メメント・モリとは、現代では芸術のテーマの1つであり、平たく言うと「死を忘れるな」という思想の警句です。 いつかは、死んでしまうということを忘れずに生きろ、という意味がこめられているようですが、元々の意味はだいぶ違ったようです。


1.メメント・モリとは

その言葉の発祥は聖書であると言われています。 イザヤ書22:13の「食べ、飲もう。我々は明日死ぬのだから」という文章です。 しかしこの考えは死が強く印象には残りますが、実は「あの世へは財産や食べ物、酒はもっていけないのだから、生きているうちは大いに楽しもう」というニュアンスのものでした。 パレードやイベントの際にメメント・モリ!と叫ぶことである意味「今夜はおおいに楽しもう!」というような使われ方をされていました。

2.メメント・モリとキリスト教

しかし、キリスト教が強く関わるようになりメメント・モリの使われ方は変わってきました。 飢餓や貧困に苦しむ時代という背景もあり、強い戒めの言葉を必要としていたキリスト教はメメント・モリを「いずれは死ぬのだから現世の富や名声は空虚である」という捉え方を強調し、広めるようになります。 また、生まれ変わりという思想の元来世を思うことで現在の苦しみや不安、不満を解消させようとしたのかもしれません。

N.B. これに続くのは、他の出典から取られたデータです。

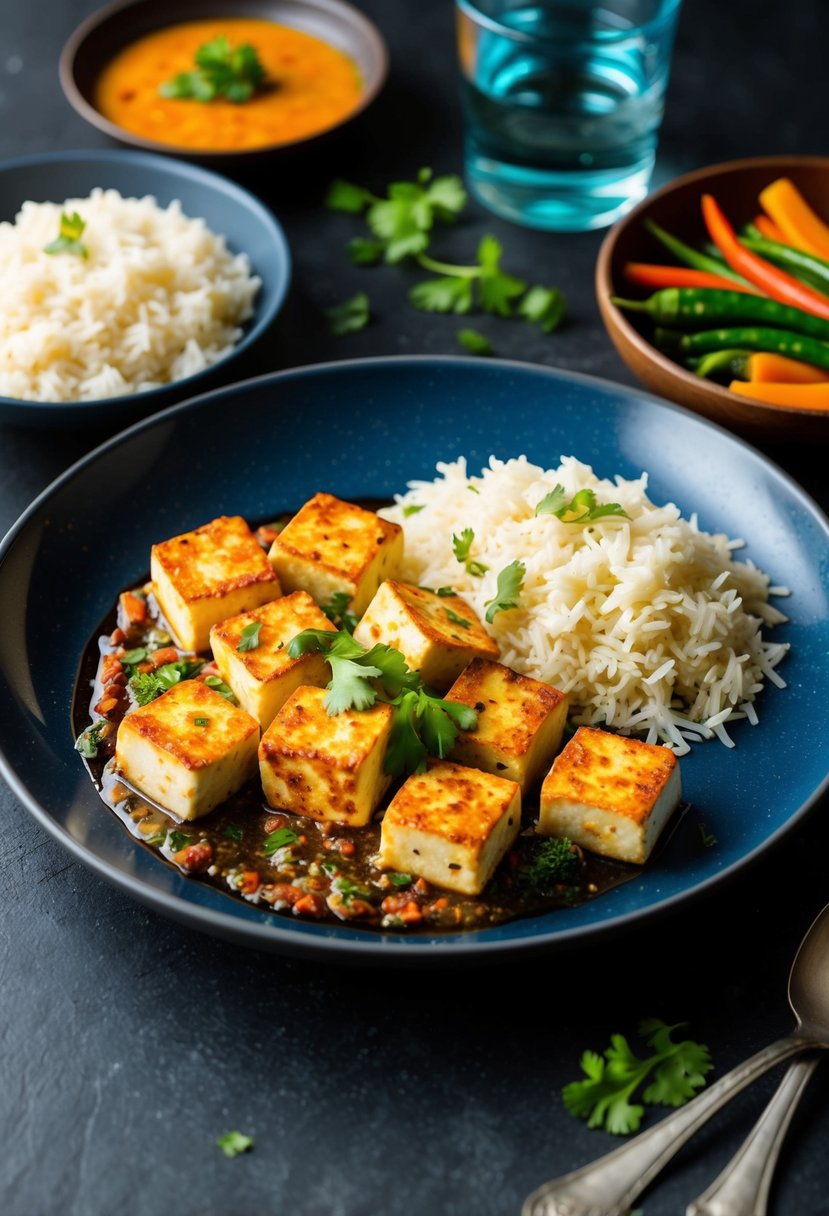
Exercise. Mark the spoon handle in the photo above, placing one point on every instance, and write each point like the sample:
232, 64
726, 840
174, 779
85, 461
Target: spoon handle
742, 1189
608, 1187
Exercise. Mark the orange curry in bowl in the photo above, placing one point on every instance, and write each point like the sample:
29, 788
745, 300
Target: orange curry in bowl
308, 86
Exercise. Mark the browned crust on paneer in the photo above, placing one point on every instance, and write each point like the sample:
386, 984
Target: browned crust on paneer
315, 534
585, 772
458, 804
186, 559
169, 724
526, 714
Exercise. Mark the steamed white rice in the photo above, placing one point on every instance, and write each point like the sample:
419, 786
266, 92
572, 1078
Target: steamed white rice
647, 623
158, 298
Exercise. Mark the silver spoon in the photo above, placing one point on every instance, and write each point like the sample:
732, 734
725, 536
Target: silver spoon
609, 1186
743, 1187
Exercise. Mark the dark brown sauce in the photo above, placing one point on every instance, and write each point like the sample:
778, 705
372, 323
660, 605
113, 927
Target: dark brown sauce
323, 871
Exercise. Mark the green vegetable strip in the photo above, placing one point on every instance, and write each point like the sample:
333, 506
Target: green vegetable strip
806, 266
691, 257
779, 342
705, 307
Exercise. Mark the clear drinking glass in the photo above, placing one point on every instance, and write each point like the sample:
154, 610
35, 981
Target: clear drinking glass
563, 100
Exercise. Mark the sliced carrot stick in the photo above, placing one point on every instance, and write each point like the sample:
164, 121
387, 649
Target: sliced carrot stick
770, 369
647, 275
795, 397
801, 226
768, 229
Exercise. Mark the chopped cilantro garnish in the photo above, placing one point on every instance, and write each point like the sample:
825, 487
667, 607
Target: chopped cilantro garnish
278, 839
582, 507
233, 1143
68, 237
677, 1070
507, 590
350, 316
221, 71
249, 639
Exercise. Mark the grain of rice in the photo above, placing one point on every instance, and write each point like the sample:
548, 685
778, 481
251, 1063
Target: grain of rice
648, 623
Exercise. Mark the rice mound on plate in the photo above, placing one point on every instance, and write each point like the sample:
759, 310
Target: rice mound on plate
158, 297
647, 623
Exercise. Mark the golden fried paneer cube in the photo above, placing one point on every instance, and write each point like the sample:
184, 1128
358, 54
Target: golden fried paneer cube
264, 676
519, 721
208, 574
436, 635
189, 749
451, 826
610, 794
331, 546
327, 767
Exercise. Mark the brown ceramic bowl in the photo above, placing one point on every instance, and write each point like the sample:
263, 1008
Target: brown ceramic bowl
97, 39
676, 207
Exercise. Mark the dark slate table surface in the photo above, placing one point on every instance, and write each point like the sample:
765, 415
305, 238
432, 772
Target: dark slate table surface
129, 1043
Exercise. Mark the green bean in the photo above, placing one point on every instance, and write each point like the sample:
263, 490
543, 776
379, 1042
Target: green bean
706, 307
779, 342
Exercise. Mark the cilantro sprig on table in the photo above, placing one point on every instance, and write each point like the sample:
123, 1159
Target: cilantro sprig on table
221, 71
422, 722
676, 1069
401, 226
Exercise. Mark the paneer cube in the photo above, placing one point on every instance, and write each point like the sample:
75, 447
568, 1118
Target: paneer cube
208, 574
264, 677
610, 794
519, 722
189, 749
332, 546
321, 766
451, 826
436, 635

死は王族にも、貴族にも、貧民にも、病人にも平等に訪れ、皆徳によって平等に裁かれる、とする宗教的な思想からメメント・モリの精神は市民の間に広がっていきます。 顕著に現れたのが葬式や、芸術作品だといいます。 最も死を思わせる墓場には、死というものを明確に現すかのごとく、骸骨や天使をモチーフにした彫刻や立像が彫られるようになります。

3.イラスト、芸術品としてのメメント・モリ

メメント・モリは非常に多くイラストレーションとして描かれた芸術モチーフでした。 まず宗教的思想をもっともわかりやすく表すことができるという意味合いや、識字率の問題があった為もありますが、なによりも骸骨や死をモチーフにした絵というのは他のそれよりもかなりインパクトが強く、図らずも死というテーマはイラストや芸術というジャンルにおいて非常に相性がよかった為とも言えます。

4.メキシコの「死者の日」とメメント・モリ

メメント・モリはキリスト教、特にカトリック(カソリック)によって強い意味を持ちました。 しかし、時代と共に
治安や貧困は収まり、キリスト教の掲げた死と生まれ変わりを示すメメント・モリの精神は弱まっていきました。 そんな中、カトリックと共にメメント・モリの精神はメキシコへとたどり着きます。

メキシコでは、先住民族の考えから全ての死者の魂へ祈りをささげ、鎮魂するという考えがありました。 その考えとぴったりはまったメメント・モリの精神はメキシコで息を吹き返します。 メキシコの死者の日は、陰気な雰囲気は無く、死んでいったものを交えて祭りを行うというスタイルをとっています。
町中に墓をモチーフにしたオフレンダと呼ばれる祭壇を作り、墓地を装飾し、夜には露店やバンドの演奏で盛大に盛り上がります。

メキシコの死者の日は毎年10月31日(前夜祭)から11月2日までの3日間とされ、特に1日は子供の魂が墓に戻り、2日は大人の魂が戻るとされています。お供え物も1日は子供向けなもの、2日はお酒やタバコなどに変わり、祭りの盛り上がり方もすこし変わります。

死者を恐れたり忘れたりせず、年に一度、生者も死者もみんなでおおいに楽しむ、という独自の発想は実は当初のメメント・モリの精神に一番近いのかもしれません。